Как сильно пахнет полынь на межах! Я глядел на синюю громаду... и смутно было на душе. «Ну скорей же, скорей! — думалось мне: — Сверкни, золотая змейка, дрогни, гром! Двинься, покатись, пролейся, злая туча, прекрати тоскливое томленье!»

Но туча не двигалась. Она по-прежнему давила безмолвную землю... и только словно пухла да темнела.

И вот по одноцветной ее синеве замелькало что-то ровно и плавно; ни дать ни взять белый платочек или снежный комок. То летел со стороны деревни белый голубь.

Летел, летел — все прямо, прямо... и потонул за лесом.

Прошло несколько мгновений — та же стояла жестокая тишь... Но глядь! Уже два платка мелькают, два комочка несутся назад: то летят домой ровным полетом два белых голубя.

И вот наконец сорвалась буря — и пошла потеха!
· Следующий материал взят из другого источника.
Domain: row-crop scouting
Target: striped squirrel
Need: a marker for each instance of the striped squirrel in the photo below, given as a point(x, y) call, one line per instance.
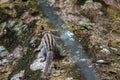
point(48, 50)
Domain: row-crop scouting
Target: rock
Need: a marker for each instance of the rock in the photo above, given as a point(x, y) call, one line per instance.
point(106, 51)
point(17, 53)
point(3, 51)
point(18, 76)
point(102, 62)
point(69, 78)
point(4, 1)
point(36, 65)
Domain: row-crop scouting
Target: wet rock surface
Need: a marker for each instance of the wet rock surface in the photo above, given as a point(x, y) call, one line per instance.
point(96, 25)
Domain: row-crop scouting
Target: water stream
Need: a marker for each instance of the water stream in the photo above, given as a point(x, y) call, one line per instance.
point(69, 40)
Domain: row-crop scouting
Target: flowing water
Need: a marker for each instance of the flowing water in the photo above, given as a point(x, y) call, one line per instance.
point(69, 40)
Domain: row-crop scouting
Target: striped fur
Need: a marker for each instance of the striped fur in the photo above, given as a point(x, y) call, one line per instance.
point(46, 53)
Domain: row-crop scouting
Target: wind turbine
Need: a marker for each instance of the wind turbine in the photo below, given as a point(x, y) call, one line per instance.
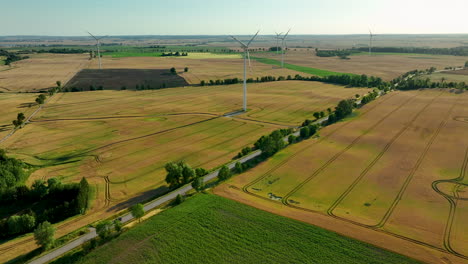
point(245, 47)
point(370, 42)
point(277, 41)
point(98, 43)
point(283, 44)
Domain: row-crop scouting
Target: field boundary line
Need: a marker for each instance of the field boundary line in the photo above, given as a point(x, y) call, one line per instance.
point(337, 155)
point(373, 162)
point(264, 175)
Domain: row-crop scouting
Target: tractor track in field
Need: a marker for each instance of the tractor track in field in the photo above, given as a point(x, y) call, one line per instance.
point(415, 241)
point(182, 158)
point(120, 117)
point(264, 175)
point(453, 201)
point(337, 155)
point(376, 159)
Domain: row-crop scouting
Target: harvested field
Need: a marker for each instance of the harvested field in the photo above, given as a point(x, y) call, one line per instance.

Я едва домой добежал. Визжит ветер, мечется как бешеный, мчатся рыжие, низкие, словно в клочья разорванные облака, все закрутилось, смешалось, захлестал, закачался отвесными столбами рьяный ливень, молнии слепят огнистой зеленью, стреляет как из пушки отрывистый гром, запахло серой...

Но под навесом крыши, на самом краешке слухового окна, рядышком сидят два белых голубя — и тот, кто слетал за товарищем, и тот, кого он привел и, может быть, спас.
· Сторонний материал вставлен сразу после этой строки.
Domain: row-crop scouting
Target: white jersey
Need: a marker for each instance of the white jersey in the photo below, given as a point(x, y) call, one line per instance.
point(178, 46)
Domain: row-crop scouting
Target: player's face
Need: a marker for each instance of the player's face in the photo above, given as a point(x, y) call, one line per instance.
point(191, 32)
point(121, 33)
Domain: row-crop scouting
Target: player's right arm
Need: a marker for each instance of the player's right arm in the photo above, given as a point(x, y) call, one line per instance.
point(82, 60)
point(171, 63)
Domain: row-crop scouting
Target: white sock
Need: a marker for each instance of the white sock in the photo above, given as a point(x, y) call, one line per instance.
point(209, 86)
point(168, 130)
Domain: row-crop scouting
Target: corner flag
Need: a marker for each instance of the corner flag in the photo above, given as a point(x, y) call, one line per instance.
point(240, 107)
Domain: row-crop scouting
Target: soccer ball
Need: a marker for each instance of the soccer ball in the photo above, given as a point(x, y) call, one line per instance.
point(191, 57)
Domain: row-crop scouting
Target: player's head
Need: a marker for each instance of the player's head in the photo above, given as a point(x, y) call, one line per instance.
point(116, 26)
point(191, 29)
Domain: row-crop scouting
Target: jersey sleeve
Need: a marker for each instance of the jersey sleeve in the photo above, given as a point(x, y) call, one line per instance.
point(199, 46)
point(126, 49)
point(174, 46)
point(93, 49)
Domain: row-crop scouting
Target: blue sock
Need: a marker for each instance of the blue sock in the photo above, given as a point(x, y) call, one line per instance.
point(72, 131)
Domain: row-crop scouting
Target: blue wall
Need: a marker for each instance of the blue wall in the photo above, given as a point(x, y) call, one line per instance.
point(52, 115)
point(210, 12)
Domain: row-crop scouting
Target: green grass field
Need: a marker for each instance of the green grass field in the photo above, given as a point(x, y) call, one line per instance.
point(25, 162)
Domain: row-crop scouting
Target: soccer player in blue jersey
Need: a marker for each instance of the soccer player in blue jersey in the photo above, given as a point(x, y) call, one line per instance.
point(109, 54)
Нахохлились оба, и чувствует каждый своим крылом крыло соседа...

Хорошо им! И мне хорошо, глядя на них... хоть я и один... один как всегда.

Май, 1879.

«Как хороши, как свежи были розы...»

Где-то, когда-то, давно-давно тому назад я прочел одно стихотворение. Оно скоро позабылось мною... но первый стих остался у меня в памяти:

«Как хороши, как свежи были розы...»

Теперь зима; мороз запушил стекла окон; в темной комнате горит одна свеча. Я сижу, забившись в угол; а в голове все звенит да звенит:

«Как хороши, как свежи были розы...»

И вижу я себя перед низким окном загородного русского дома. Летний вечер тихо тает и переходит в ночь, в теплом воздухе пахнет резедой и липой; а на окне, опершись на выпрямленную руку и склонив голову к плечу, сидит девушка — и безмолвно и пристально смотрит на небо, как бы выжидая появления первых звезд. Как простодушно-вдохновенны задумчивые глаза, как трогательно невинны раскрытые, вопрошающие губы, как ровно дышит еще не вполне расцветшая, еще ничем не взволнованная грудь, как чист и нежен облик юного лица! Я не дерзаю заговорить с нею, но как она мне дорога, как бьется мое сердце!
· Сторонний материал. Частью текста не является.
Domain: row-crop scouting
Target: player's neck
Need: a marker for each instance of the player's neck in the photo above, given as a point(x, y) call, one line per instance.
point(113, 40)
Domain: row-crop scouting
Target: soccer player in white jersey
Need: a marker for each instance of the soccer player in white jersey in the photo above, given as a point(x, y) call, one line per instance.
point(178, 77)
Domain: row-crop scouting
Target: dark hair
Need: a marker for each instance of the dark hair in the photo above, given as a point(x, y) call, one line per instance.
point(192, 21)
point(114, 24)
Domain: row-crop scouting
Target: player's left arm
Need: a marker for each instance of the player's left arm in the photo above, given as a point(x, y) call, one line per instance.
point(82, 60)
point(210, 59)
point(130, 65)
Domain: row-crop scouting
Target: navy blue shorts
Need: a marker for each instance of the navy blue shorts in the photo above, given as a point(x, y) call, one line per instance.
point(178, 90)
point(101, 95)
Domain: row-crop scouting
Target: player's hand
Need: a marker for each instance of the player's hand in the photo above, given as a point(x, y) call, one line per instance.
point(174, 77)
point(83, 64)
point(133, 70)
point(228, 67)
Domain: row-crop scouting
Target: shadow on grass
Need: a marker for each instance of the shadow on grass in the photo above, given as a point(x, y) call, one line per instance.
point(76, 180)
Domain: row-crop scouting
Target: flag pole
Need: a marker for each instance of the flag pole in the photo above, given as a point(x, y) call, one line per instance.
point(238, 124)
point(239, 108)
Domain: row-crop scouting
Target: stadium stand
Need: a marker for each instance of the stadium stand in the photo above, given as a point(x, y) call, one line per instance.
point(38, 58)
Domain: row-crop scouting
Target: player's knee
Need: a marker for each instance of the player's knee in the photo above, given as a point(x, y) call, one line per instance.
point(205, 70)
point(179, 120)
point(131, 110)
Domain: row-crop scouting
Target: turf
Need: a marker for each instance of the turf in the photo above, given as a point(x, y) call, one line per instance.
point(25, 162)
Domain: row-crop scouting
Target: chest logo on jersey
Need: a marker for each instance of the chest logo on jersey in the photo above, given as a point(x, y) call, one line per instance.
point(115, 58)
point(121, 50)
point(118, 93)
«Как хороши, как свежи были розы...»

А в комнате все темней да темней... Нагоревшая свеча трещит, беглые тени колеблются на низком потолке, мороз скрипит и злится за стеною — и чудится скучный, старческий шепот...

«Как хороши, как свежи были розы...»

Встают передо мною другие образы... Слышится веселый шум семейной, деревенской жизни. Две русые головки, прислонясь друг к дружке, бойко смотрят на меня своими светлыми глазками, алые щеки трепещут сдержанным смехом, руки ласково сплелись, в перебивку звучат молодые, добрые голоса; а немного подальше, в глубине уютной комнаты, другие, тоже молодые, руки бегают, путаясь пальцами, по клавишам старенького пианино — и Ланнеровский вальс не может заглушить воркотню патриархального самовара...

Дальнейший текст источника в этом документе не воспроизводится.